10 Mart 2012 Cumartesi

TRT ANILARI (5)...

                                         

Gürcan ARITÜRK

        İnsan bazen, yaşadı mı, duydu mu, filmde mi seyretti, okudu mu, hayalini mi gördü, karıştırıyor. Yaşam biraz da bu karmadan ibaret…  O yüzden anılara güven olmaz ama anılarsız da olmaz. Anılar olmadan insanlar ot gibi olur. Umarım bu anılar hoşunuza gider, kimi zaman anlatacak kimse olmasa bile hatırlamak yeterince güzel!
     Aşağıdaki kimilerini benim yaşadığım kimilerini gördüğüm ya da duyduğum TRT anılarını eski bir toplu fotoğrafa bakarak anında-bir çırpıda yazdım, aklıma gelenleri kalın delikli bir süzgeçten geçirdim, eminim siz okurken daha ince eleyip sık dokuyacaksınızdır!


 

                     Çok cesur değilim ama
      Anavatan Partisi Genel Başkan Yardımcısı Doğancan Akyürek, İstanbul il başkanlığında seçim beyannamesini açıklarken ANAP İzmir il başkanlığına bomba atıldığı 1 kişinin öldüğü bilgisi geldi. Akyürek'in tepkisini 13 radyo bültenine yetiştirmeye çalışırken bulunduğumuz binanın da "İzmir'deki bomba patladı, biraz sonra İstanbul il binasındaki bomba da patlayacak" ihbarı üzerine boşaltıldığından habersizdim. Haberim olduğunda da ya inanmadığım da ya da habercilik şevkinden kulak asmadım. Çıktığımda içeride özel giysili bomba imha ekipleri vardı sadece. Kameraman Mehmet Başak ise korku ve telaş içindeydi.

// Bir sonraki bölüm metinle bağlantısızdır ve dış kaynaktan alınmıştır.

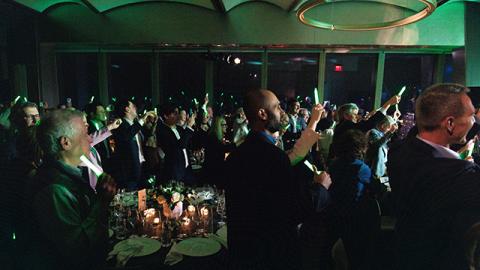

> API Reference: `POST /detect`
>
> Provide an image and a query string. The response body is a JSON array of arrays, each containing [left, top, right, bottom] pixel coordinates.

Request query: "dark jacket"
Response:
[[111, 120, 142, 187], [387, 137, 480, 269], [25, 161, 108, 269], [157, 123, 193, 181], [226, 131, 313, 269]]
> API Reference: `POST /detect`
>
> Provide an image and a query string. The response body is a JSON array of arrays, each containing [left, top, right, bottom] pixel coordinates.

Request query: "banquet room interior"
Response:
[[0, 0, 480, 270]]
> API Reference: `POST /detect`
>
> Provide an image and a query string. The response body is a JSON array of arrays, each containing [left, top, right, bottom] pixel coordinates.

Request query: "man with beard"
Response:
[[226, 90, 329, 270]]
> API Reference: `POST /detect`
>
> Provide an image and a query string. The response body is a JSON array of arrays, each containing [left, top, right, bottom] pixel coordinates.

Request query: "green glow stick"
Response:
[[80, 155, 102, 177]]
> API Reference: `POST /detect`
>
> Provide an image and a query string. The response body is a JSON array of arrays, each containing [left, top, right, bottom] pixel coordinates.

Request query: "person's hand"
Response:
[[95, 173, 117, 204], [309, 104, 325, 124], [389, 123, 398, 133], [107, 118, 122, 131], [313, 169, 332, 189], [187, 113, 197, 128], [385, 95, 402, 106], [140, 111, 157, 122], [393, 110, 402, 120]]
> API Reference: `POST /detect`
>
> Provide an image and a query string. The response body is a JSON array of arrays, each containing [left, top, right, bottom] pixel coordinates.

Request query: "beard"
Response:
[[265, 112, 282, 133]]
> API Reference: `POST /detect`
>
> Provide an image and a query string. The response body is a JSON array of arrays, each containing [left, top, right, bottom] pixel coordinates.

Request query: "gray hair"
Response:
[[415, 83, 470, 131], [37, 110, 83, 159], [377, 115, 395, 127], [337, 103, 358, 121]]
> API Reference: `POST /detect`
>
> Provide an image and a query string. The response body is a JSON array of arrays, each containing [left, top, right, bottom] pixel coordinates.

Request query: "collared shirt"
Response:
[[123, 118, 145, 163], [417, 135, 460, 159], [170, 125, 188, 168], [259, 131, 277, 144]]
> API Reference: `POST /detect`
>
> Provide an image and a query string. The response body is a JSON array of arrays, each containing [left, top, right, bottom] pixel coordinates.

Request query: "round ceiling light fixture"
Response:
[[297, 0, 437, 31]]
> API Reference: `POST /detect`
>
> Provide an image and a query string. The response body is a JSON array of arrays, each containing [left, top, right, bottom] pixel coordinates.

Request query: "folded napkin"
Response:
[[164, 242, 183, 265], [107, 235, 143, 267]]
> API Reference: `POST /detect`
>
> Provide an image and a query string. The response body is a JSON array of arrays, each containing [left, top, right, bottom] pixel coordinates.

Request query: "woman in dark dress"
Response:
[[203, 116, 234, 188], [329, 130, 380, 270]]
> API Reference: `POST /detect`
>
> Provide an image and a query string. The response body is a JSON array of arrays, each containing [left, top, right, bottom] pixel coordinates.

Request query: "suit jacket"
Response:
[[387, 137, 480, 269], [24, 160, 108, 270], [225, 131, 313, 269], [88, 121, 112, 161], [328, 111, 385, 159], [366, 128, 393, 178], [157, 123, 193, 181], [112, 121, 142, 187]]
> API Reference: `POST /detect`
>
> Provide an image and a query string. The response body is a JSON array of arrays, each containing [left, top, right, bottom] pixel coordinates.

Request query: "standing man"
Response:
[[112, 99, 155, 190], [387, 84, 480, 270], [157, 104, 195, 182], [226, 90, 330, 270], [25, 110, 116, 270]]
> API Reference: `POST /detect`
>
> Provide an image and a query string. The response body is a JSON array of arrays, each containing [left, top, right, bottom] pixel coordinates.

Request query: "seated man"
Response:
[[25, 110, 116, 269], [387, 84, 480, 270]]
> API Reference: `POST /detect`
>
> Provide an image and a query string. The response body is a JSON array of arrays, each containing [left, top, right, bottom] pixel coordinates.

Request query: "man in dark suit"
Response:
[[225, 90, 329, 270], [329, 96, 401, 159], [24, 110, 116, 270], [157, 104, 195, 182], [387, 84, 480, 270], [111, 99, 155, 190]]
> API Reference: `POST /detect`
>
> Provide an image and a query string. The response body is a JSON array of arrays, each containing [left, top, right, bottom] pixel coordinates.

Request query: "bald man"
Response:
[[226, 90, 325, 269]]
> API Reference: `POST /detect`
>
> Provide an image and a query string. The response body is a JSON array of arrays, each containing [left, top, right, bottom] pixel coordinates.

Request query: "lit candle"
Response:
[[200, 206, 208, 217]]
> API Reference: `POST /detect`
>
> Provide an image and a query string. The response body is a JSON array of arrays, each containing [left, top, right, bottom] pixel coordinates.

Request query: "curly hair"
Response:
[[332, 129, 368, 159]]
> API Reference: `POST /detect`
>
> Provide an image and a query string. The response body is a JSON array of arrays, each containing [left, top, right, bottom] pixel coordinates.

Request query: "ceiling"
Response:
[[13, 0, 452, 13], [14, 0, 308, 13]]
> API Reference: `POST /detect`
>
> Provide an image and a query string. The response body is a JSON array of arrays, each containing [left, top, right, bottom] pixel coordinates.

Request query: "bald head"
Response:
[[244, 89, 284, 132]]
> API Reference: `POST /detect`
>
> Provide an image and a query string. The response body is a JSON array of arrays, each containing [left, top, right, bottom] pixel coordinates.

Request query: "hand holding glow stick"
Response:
[[80, 155, 103, 177]]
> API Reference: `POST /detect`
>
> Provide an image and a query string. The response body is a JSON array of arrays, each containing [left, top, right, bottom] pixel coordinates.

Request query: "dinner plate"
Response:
[[175, 237, 221, 257], [113, 237, 161, 257], [217, 225, 227, 241]]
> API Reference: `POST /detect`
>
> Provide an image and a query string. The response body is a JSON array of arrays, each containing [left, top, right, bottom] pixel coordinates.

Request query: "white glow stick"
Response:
[[80, 155, 102, 177], [313, 87, 320, 105]]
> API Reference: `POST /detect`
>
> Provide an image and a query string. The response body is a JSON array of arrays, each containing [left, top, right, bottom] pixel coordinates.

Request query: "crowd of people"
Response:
[[0, 84, 480, 270]]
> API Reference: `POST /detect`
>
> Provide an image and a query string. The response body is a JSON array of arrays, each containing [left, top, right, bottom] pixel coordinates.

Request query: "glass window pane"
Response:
[[57, 53, 98, 109], [324, 53, 378, 111], [382, 54, 437, 114], [109, 53, 152, 105], [210, 53, 262, 112], [268, 53, 319, 107], [160, 53, 205, 108]]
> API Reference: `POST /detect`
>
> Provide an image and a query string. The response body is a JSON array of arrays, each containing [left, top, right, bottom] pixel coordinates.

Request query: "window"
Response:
[[210, 53, 262, 112], [324, 53, 378, 111], [268, 53, 319, 107], [109, 53, 152, 105], [382, 54, 437, 114], [160, 53, 206, 108], [57, 53, 98, 109]]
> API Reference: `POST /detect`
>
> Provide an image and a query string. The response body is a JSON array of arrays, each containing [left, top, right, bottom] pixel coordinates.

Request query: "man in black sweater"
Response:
[[226, 90, 329, 270]]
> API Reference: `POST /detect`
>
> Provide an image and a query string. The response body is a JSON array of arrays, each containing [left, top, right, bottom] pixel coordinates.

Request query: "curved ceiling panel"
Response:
[[15, 0, 83, 12], [84, 0, 215, 12]]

                    Zehir yüklü gemi Petersberg

      Bir zamanlar Türkiye'nin gündemindeydi, zehirli atık taşıyan ve istenmeyen gemi ilan edilen Petersberg. Ali Kırca'nın Haber Dairesi’nin başında olduğu dönem, gemi Türkiye'den gitsin diye giriş-çıkışların yasaklandığı dönem, ZDF televizyon ekibiyle ne akla hizmetse gemiye içki ve yiyecek götürdük. Dönüşte sahil güvenlik bizi bir süre alıkoydu tabii, Eurovision'a görüntü satacağız falan dedik. ZDF ekibi sayesinde zehirli yükü de çekmiş, Alman Kaptanla röportaj da yapmıştık. Röportajı seslendiren Oğuz Haksever'e müdürümüzün demesinden de ilk kez öğreniyordum ki, bize öğretildiği gibi Türkçe okunduğu gibi yazılan bir dil değildi. Yapacağım yazardı ama yapacaam diye okunurdu.
       Neyse, gelelim esas konuya, bir gün sonra Alman kaptanın bizim -daha doğrusu bizimle birlikte giden ve bizden kamera kiralayan ZDF temsilcisi kızın aldığı- rakılarla alkol komasına girip Cerrahpaşa'ya kaldırıldığını öğrendik, onun da haberini yaptık. Yoksa bu son haberi biz mi oluşturduk?